One of the city’s best-stocked photography bookshops, So Books is nestled on a quiet street in Yoyogi Hachiman, a few minutes’ walk west of Yoyogi Park. Deeply knowledgeable owner Ikuo Ogasawara keeps his compact, sleekly designed store stocked with sought-after titles from both Japanese and Western names.
Tokyo-based photographers are always popping in, and the shop is also a routine stop-off for foreign artists when they’re in town. Such connections enable Ogasawara to secure self-published tomes (many of which are sure to become future collectibles) direct from the photographers themselves.

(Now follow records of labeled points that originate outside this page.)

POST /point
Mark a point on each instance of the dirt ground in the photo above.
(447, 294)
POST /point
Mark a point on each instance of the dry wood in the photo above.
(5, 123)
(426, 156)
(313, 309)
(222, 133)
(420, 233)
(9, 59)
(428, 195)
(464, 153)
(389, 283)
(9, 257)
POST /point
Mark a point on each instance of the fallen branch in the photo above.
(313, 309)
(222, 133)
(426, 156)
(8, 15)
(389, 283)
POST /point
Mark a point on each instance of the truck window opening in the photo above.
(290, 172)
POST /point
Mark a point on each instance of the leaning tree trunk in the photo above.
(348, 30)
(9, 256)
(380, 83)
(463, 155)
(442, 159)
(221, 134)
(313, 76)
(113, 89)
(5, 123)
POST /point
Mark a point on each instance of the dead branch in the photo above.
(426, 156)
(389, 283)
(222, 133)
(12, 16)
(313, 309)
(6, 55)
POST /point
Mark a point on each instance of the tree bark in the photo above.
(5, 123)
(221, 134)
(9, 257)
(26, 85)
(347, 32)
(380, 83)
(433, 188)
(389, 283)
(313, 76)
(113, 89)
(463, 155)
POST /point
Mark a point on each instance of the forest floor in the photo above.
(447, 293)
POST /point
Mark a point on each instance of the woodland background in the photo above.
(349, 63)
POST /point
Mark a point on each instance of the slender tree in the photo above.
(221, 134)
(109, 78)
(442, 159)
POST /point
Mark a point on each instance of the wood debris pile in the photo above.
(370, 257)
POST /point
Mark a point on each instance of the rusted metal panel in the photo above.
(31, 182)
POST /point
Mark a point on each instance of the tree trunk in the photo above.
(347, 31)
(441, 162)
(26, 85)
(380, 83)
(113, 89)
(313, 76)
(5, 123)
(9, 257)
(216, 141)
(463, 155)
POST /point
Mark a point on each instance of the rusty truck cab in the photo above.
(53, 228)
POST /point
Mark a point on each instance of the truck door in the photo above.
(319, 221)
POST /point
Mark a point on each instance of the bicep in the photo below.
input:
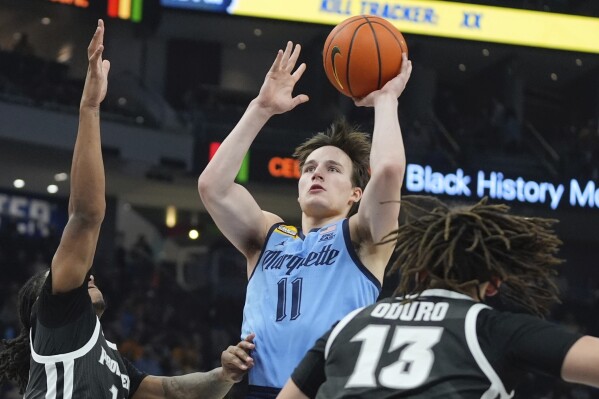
(150, 388)
(291, 391)
(581, 364)
(378, 213)
(75, 254)
(239, 217)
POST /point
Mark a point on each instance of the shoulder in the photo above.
(270, 221)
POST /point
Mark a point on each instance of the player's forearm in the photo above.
(210, 385)
(87, 197)
(387, 141)
(222, 169)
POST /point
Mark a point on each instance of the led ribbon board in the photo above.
(126, 9)
(430, 17)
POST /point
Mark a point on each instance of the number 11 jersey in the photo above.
(300, 287)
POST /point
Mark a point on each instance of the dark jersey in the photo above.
(441, 345)
(70, 358)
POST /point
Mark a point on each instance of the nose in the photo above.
(317, 174)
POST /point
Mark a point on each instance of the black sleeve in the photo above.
(58, 310)
(528, 341)
(309, 374)
(135, 376)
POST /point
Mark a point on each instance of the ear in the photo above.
(493, 287)
(356, 195)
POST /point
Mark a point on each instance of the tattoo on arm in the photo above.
(205, 385)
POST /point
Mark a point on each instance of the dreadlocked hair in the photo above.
(350, 140)
(14, 353)
(461, 247)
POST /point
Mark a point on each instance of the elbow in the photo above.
(204, 186)
(92, 214)
(391, 171)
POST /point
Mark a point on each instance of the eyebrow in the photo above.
(328, 162)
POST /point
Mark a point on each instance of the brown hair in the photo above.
(460, 247)
(348, 139)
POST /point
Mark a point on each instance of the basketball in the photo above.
(363, 53)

Photography exhibitions to catch right now
First introduced in the early Meiji era, photography, an entirely foreign technology at the time, quickly achieved popularly in a Japan that was opening up to the world. The many Japanese photographers of the time played a pivotal role in popularising the medium. A special exhibition at the Fujifilm Square traces the career of Seibei Kajima, one of those influential Meiji photographers. With 25 original artefacts, including best-known works of Mount Fuji and kabuki drama actors, the exhibition reveals the great achievement of a man nicknamed the ‘Millionaire Photographer’. Talks on traditional photography by curator Naomi Izakura will be held on June 29, July 20 and August 10.

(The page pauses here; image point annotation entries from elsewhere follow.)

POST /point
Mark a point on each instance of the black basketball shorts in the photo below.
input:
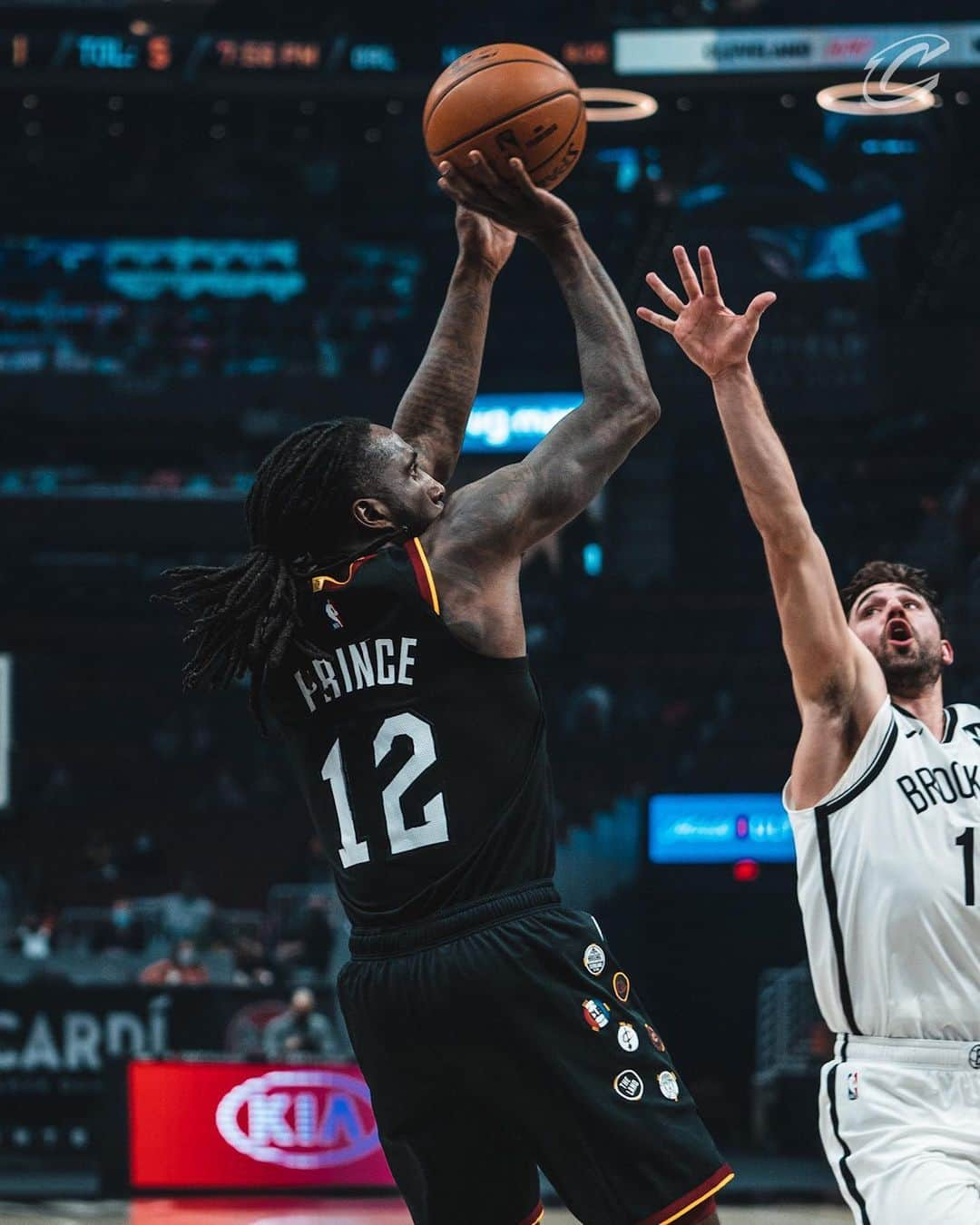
(503, 1036)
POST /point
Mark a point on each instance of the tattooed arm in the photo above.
(475, 545)
(435, 408)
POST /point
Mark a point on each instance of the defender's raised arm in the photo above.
(835, 676)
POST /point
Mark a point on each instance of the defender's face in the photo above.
(900, 631)
(412, 496)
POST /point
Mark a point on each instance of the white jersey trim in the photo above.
(861, 769)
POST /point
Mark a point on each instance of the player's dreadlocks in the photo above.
(247, 615)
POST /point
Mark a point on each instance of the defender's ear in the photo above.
(373, 514)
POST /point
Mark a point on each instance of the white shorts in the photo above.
(899, 1120)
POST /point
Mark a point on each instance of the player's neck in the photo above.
(926, 707)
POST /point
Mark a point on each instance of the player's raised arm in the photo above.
(496, 518)
(833, 674)
(434, 410)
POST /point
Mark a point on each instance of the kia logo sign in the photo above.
(301, 1120)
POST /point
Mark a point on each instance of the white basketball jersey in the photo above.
(888, 868)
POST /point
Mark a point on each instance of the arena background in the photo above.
(217, 223)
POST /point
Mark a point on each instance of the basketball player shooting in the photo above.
(884, 800)
(378, 622)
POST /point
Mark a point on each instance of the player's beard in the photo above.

This large-scale exhibition focuses on 50 years of work by one of France’s most prominent contemporary artists, Christian Boltanski. Boltanski is best known for his photographic installations, in which the artist explores with his own memory of life and death. His career began in the 1960s and 1970s, when he took pictures of everyday documents such as passports, newspaper pictures, school pictures and other personal mementos. In the 1980s, Boltanski further explored the depths of this medium by producing installations and utilizing light to create new expressions behind the pictures. By appropriating these mementos, the artist was exploring the power that photography and documentation had in our lives. This earned him international acclaims, and since then, he has been producing and showing his works from around the world.
The gallery at Muji Ginza now hosts a new exhibition featuring works from the former German art school Bauhaus, established in Weimar after WWI. Before closing in 1933, the school was active for 14 years between the two world wars; today, it still holds a strong influence on designers from around the world. The exhibition focuses on works by the school's outstanding talents, including the experimental photographs and lighting equipment of Mariana Brunt and the works of Wilhelm Wagenfeld.
Born in 1949, Shimada Tadashi is known for his photographs of wildlife, mainly birds in Oceania and New Guinea. Shimada’s works are reminiscent of the traditional Nihonga-style paintings that promote nature, capturing the very essence of the subject. This solo show for one of the world’s most prominent nature photographers features works spanning forty-years of his career, including photos of the rare wildlife in New Guinea.